Pytania dotyczyły m.in. funkcjonowania SM, stanu otoczenia zewnętrznego, instalacji, budynków i estetyki, ale także relacji międzyludzkich, np. z pracownikami administracji osiedlowej czy służbami technicznymi. Pytano jeszcze o zaangażowanie mieszkańców w życie osiedla.
– Analizując odpowiedzi można stwierdzić, że mieszkańcy zauważają zmiany na osiedlach i doceniają to, co robimy – komentuje wyniki ankiety Mirosław Dąbrowski, prezes SM „Nadodrze”. – Jednak oczekiwania członków spółdzielni są coraz większe. Zwracają uwagę na obszary, które do niedawna były mniej ważne, a teraz stają się priorytetowymi. Kilkanaście lat temu mieliśmy problemy ze sprawami technicznymi, jak niedogrzanie budynków, przecieki na instalacjach. Te kwestie zostały już w znacznej mierze poprawione. Dlatego mieszkańcy kładą teraz nacisk na estetykę klatek schodowych, terenów zielonych i elewacji budynków. Coraz ważniejsza staje się jakość wykonywanych prac, a nie niski koszt. Dobra jest ocena naszej pracy jako zarządcy. Mimo to ankietowani wskazali nam kwestie do poprawy. Oczekują rzetelnego stosunku do pracy, wyrażającego się głównie solidnością i kompetencją. Ważna jest też terminowość, słowność. Będziemy korzystać z tych wskazówek, by przy kolejnej ankiecie ta ocena była jeszcze lepsza – zapewnia prezes Dąbrowski.
Mieszkańcy sugerowali też nowe inwestycje czy rozwiązania techniczne na osiedlach, ale już wiadomo, że niektórych pomysłów nie da się zrealizować. To np. zainstalowanie wind w blokach czteropiętrowych. Albo budowa nowych parkingów. Powodów, jak wyjaśnia prezes SM, jest kilka. Tereny, na których Spółdzielnia mogłaby to zrobić, praktycznie już się skończyły. Po drugie, według ustawy, to gmina odpowiada za powstanie takiej infrastruktury. W końcu, coraz częściej słychać głosy innych mieszkańców, że osiedla są dla ludzi, a nie dla samochodów.

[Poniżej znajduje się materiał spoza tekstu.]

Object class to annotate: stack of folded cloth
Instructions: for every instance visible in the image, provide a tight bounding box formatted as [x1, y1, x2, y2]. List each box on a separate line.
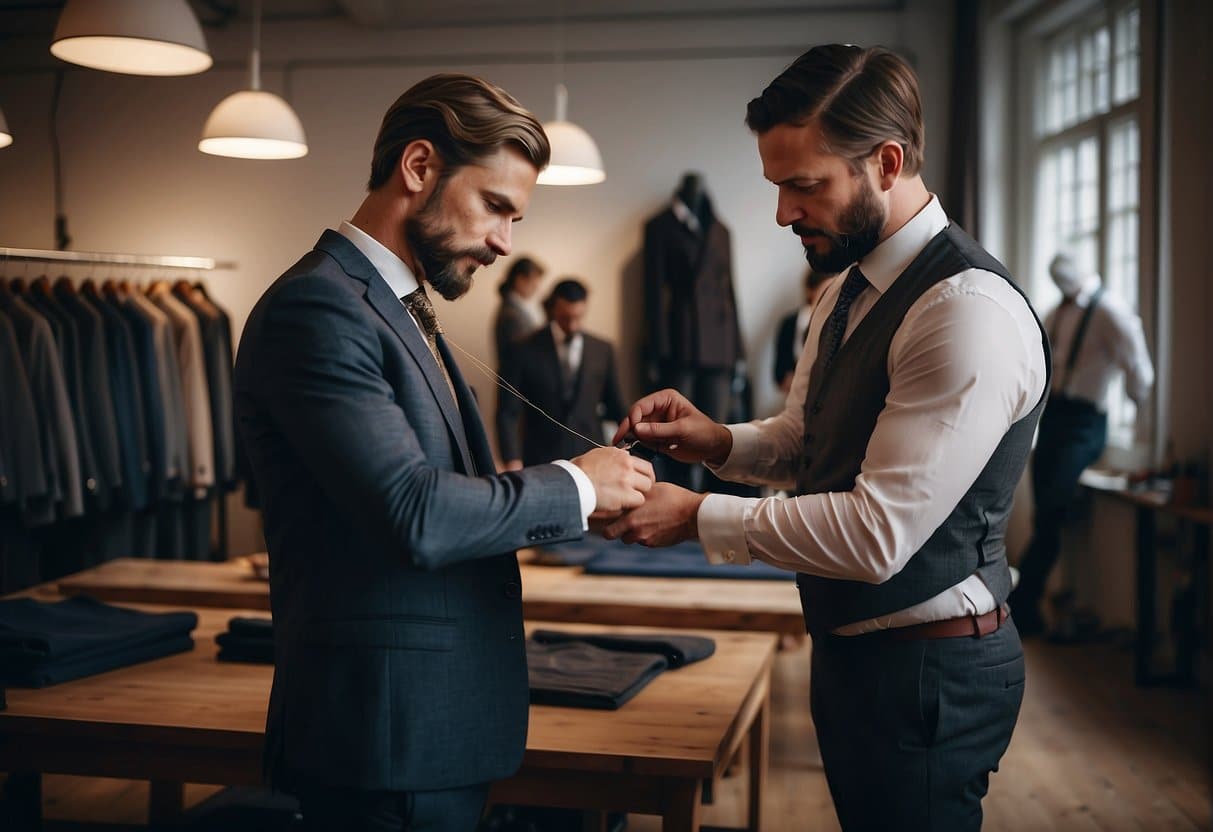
[582, 536, 794, 580]
[0, 596, 197, 688]
[526, 629, 716, 710]
[215, 616, 274, 664]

Anonimowa ankieta została przeprowadzona między 15 października a 15 listopada zeszłego roku, głównie przez studentów trzeciego roku pedagogiki z Państwowej Wyższej Szkoły Zawodowej w Głogowie. Zawierała 36 pytań. Analizie poddano 501 ankiet, bo tyle kompletnie wypełnionych arkuszy zwrócili mieszkańcy.
Była to trzecia ankieta przeprowadzona w zasobach SM „Nadodrze”. Poprzednie Spółdzielnia zorganizowała samodzielnie w 2004 i 2011 roku. Tym razem zleciła to zadanie Pracowni Badań Regionalnych przy PWSZ w Głogowie.